図3 火星と地球の図(copyright:NASA)。なぜ地球だけが生命を保持しうる惑星環境を形成したのか、惑星大気の進化を解明する必要がある
図 4 NASAの着陸機Curiosityが今年火星でメタンを検出したと報じられた(copyright:NASA)
金星大気の謎に迫る
もう一つの重要なターゲットが金星です。金星は地球とほぼ同じ大きさの惑星ですが、地表の気温は500度に達し、大気も約90気圧もあります。同じような材料でできたはずなのに、なぜこれほど全く違う進化を遂げたかは大きな謎です。また、金星の大気の特徴として水がほとんどありませんが、なぜ水がなくなったかも、まだよくわかっていません。この謎を解き明かすためには、金星に微量ながら残っている水の同位体や分布を調べることがポイントです。現在の金星大気内に残る、ごく僅かな水蒸気がどんな役割を担い、どんなサイクルでまわって宇宙に逃げていくかを、この装置で追いたいと思っています。
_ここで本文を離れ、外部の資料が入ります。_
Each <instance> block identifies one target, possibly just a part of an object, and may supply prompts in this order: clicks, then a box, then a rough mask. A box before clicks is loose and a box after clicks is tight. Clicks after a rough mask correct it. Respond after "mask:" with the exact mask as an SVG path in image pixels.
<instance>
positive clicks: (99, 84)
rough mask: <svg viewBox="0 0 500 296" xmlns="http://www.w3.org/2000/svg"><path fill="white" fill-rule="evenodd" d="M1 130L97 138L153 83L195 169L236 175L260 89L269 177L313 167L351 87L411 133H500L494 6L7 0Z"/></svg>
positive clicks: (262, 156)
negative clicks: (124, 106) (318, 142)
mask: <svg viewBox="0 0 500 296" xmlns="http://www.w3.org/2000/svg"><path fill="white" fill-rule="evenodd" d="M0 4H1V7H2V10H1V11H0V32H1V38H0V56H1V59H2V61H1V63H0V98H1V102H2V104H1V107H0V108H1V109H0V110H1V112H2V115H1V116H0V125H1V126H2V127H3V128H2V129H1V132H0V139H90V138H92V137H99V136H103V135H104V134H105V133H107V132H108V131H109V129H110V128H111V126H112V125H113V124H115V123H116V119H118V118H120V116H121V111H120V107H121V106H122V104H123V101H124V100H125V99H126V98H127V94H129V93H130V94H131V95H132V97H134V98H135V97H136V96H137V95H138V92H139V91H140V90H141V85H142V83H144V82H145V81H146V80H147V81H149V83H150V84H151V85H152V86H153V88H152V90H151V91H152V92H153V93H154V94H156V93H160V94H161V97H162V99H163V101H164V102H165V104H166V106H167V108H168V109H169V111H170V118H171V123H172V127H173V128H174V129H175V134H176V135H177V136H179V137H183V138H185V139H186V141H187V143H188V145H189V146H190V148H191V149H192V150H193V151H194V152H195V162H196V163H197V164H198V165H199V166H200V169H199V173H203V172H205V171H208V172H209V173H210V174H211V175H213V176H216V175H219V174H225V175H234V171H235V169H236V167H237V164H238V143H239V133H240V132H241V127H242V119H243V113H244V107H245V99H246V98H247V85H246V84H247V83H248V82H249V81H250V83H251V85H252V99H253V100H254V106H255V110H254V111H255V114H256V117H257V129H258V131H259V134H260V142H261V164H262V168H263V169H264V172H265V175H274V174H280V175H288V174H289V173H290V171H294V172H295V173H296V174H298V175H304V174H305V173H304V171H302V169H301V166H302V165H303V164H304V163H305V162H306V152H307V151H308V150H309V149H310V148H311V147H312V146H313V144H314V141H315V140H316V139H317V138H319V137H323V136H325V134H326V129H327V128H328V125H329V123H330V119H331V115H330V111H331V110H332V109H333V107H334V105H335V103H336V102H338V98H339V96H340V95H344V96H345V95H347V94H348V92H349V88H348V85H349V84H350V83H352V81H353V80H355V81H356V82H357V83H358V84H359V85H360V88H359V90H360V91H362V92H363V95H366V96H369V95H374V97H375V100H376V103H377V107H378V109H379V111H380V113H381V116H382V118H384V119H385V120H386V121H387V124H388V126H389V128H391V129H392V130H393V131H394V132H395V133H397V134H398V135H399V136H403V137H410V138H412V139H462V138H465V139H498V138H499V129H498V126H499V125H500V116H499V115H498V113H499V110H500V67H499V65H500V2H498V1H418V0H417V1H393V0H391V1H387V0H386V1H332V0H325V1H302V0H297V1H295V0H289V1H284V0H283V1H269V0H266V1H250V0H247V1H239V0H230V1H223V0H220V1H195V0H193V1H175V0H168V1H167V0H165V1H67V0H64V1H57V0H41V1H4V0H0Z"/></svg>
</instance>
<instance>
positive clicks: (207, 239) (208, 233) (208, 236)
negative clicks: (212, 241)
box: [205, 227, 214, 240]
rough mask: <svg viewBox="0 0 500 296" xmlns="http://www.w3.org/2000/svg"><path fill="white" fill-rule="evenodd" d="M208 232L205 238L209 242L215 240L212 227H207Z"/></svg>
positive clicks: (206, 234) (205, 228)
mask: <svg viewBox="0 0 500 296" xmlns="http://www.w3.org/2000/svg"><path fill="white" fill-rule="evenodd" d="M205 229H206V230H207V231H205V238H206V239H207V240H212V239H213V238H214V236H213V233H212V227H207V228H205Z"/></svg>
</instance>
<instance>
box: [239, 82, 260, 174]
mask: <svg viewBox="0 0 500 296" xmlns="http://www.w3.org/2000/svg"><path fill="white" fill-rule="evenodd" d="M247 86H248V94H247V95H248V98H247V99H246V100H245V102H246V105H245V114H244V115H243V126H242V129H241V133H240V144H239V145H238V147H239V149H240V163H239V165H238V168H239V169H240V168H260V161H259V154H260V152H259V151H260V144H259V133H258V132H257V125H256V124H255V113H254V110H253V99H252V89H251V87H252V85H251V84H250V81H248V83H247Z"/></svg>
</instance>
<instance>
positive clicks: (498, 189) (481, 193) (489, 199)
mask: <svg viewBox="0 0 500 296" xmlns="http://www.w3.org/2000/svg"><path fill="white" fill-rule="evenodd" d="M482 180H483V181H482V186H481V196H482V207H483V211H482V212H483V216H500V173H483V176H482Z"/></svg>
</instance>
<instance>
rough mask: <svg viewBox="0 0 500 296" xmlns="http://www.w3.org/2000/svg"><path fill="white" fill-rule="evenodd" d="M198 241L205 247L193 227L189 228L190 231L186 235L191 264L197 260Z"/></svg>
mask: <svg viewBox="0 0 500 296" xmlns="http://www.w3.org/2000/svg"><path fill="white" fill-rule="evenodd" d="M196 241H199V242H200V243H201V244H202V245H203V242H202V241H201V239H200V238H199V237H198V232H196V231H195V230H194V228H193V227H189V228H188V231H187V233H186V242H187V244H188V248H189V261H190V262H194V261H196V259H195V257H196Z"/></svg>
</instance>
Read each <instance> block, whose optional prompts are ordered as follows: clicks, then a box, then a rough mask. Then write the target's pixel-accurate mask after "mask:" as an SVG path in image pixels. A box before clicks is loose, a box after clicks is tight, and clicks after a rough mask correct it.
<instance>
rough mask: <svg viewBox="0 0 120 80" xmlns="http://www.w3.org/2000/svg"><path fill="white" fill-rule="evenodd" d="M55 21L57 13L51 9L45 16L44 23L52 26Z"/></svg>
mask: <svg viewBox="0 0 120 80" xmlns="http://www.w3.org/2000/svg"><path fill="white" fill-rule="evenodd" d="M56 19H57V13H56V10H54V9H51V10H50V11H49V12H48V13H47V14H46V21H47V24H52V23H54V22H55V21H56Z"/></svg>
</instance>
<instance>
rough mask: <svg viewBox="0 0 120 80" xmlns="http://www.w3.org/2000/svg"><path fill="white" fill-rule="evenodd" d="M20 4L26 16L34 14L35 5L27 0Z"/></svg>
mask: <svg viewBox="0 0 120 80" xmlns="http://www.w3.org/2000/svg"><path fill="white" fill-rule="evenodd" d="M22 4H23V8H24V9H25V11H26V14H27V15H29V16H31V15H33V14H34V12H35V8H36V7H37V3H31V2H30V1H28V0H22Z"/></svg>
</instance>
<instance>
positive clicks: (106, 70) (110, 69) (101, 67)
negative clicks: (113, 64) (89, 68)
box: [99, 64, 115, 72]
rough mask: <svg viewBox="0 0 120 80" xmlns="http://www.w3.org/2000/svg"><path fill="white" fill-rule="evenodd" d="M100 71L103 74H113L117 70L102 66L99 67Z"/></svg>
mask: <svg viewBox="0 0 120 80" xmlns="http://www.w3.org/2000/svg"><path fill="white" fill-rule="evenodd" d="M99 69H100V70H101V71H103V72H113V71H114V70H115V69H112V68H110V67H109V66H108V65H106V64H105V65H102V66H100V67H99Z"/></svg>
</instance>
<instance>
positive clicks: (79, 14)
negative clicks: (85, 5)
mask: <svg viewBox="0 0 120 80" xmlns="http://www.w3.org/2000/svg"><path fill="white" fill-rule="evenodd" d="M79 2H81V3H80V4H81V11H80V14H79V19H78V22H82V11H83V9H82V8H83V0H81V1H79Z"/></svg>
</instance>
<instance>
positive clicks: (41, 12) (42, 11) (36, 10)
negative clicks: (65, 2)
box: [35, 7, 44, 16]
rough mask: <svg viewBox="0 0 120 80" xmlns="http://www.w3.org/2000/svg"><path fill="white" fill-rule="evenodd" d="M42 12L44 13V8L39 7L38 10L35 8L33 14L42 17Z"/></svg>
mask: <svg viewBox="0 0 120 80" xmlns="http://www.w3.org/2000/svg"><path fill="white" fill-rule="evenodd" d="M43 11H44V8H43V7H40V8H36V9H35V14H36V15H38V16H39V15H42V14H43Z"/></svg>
さらに、金星の自転は非常にゆっくりなのに、自転の約60倍のスピードで大気だけが回る超高速風が吹いており、仮説はいくつか提案されていますが、その理由はよくわかっていません。超高速で吹く風の謎に迫るには、ぐるぐる回る雲の上と下でどのようにエネルギーや運動量をやり取りしているかが重要です。ところが、大気の密度や風速、温度のゆらぎ成分などを測定できるような精度の装置は非常に限られています。けれども僕らの装置なら、先ほどお話した通り、風速10メートル毎秒の惑星の風の変化が地上から測定できます。ですから、金星の風速や温度を高精度に観測し続けることで、これら金星大気の謎に迫りたいと思います。
図 5 Venus Express探査機が捉えた金星(copyright:ESA)
「諦めずに皆でやろう」という精神
ここまでの道のりには、国内外の色々な人たちからのサポートがありました。特に、世界に3つしかない赤外へテロダイングループであるNASAやドイツのグループ、そして観測施設を管轄するハワイの研究者たちが、「皆で一緒にやろう」と分け隔てなく色々なことを教えてくれたのには大変感動しました。そのお陰で、半田ごても持ったことのなかった私が超高分解能分光器を完成させるに至ったのです。そのような国際共同研究の経験から、「国内にいないから」「自分たちでできないから」というようなことを理由に諦めることがなくなりました。「じゃあ、皆でやろうか」という精神が養われたと思います。
装置をつくった事の無い人間がゼロからつくるわけですから、当初はなかなかうまくいきませんでした。震災で装置がめちゃくちゃになったときは青ざめたものです。しかし学生たちやスタッフと一丸になって今まで諦めずにやってきたおかげで、やっと、当初のやりたかったことが実現しそうなスタート地点まで来ることができました。これから望遠鏡で連続的に観測・運用することも初めてのことばかりですので、色々なトラブルもあると思います。けれども、せっかく諦めずに目の前まで来たので、これからも諦めずに楽しみながら走り続けたいと思います。